Wednesday, January 23, 2013

Our brother Poverty (Take 1)


I've found you in the trailer park, and in the City,
You've been in the country and I've even found you creeping into that sacred american institution the suburb.


I smell you brother,
Smoke and piss and oil,
Greasy food and hair grease.
Decomposing refuse and damp, moldy corners are your perfume.
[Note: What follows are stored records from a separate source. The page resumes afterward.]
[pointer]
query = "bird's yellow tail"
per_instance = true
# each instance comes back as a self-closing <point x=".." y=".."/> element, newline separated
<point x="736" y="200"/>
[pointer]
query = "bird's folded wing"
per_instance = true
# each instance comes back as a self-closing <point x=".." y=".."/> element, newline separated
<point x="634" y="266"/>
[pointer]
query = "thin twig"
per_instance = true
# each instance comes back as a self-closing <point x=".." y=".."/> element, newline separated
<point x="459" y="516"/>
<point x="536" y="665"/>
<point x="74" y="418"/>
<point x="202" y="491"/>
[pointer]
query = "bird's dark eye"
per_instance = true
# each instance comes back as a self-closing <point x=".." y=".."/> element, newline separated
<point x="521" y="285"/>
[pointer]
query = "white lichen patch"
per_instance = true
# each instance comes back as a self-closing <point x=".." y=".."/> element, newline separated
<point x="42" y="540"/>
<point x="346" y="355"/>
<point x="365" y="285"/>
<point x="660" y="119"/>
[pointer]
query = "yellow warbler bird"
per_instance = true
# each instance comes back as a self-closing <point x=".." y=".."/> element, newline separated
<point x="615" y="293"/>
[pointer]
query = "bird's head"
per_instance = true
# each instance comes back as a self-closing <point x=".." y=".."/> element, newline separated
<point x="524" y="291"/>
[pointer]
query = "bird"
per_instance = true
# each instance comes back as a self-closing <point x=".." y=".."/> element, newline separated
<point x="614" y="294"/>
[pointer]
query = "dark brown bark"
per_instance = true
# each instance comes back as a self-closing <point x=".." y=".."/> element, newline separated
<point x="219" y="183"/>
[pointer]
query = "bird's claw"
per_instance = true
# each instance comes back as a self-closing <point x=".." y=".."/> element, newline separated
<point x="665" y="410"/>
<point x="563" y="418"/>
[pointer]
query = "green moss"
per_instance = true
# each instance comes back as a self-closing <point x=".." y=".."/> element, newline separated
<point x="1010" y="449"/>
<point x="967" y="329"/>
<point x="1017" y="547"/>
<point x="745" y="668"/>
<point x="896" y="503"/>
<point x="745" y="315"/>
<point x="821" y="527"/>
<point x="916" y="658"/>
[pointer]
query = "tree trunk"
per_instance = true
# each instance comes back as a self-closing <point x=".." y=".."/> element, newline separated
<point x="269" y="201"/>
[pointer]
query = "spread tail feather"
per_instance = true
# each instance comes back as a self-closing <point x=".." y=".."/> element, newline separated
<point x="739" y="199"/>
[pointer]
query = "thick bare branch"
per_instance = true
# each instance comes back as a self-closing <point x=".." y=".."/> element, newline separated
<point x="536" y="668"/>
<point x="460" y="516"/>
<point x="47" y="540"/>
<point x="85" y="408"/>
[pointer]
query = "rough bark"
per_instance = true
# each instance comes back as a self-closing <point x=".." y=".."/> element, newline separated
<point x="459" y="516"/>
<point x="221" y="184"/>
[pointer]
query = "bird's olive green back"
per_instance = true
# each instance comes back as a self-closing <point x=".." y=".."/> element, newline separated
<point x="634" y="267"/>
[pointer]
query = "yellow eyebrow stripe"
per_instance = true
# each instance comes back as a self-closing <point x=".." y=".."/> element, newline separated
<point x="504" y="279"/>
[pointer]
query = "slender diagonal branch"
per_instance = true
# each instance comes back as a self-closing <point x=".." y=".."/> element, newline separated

I hear you out there brother,
in the wind as it whistles through the windows, doors and siding.
In the sirens of night and the screams of baby mamas and their babies.
In the catcalls and posturing, I hear you.
In the chatter of jaded schoolkids and in the incessant barking of neglected dogs.
I hear you brother, as you whisper sweet nothings about affordable payment plans and the life luxurious.

I see you brother,
You sometimes hide but I know where to find you,      
In church with your best outfit,
and on the bus fiddling with your newest smart phone.
In the mall and at the corner store,
at shoe sales in fancy boutiques,
and at the gun show hunched on the backs of broken men.
In the confident and pathetic smiles of salespeople and the fervorous demands of children in checkout lanes across the world, I see you.

I see you in my features and I hear you in my voice.
I cannot get you out of me,
 not with makeovers
 or shopping sprees,
PhD's and multiculturalism don't stop you from creeping out my lips after I've had a few beers.

I can't wash your scent from me no matter how hard I try.
Not with soap or cologne,
Not sex or dope or those fancy plug in air fresheners can cover up your stench and let me forget that you, my brother, are always with me.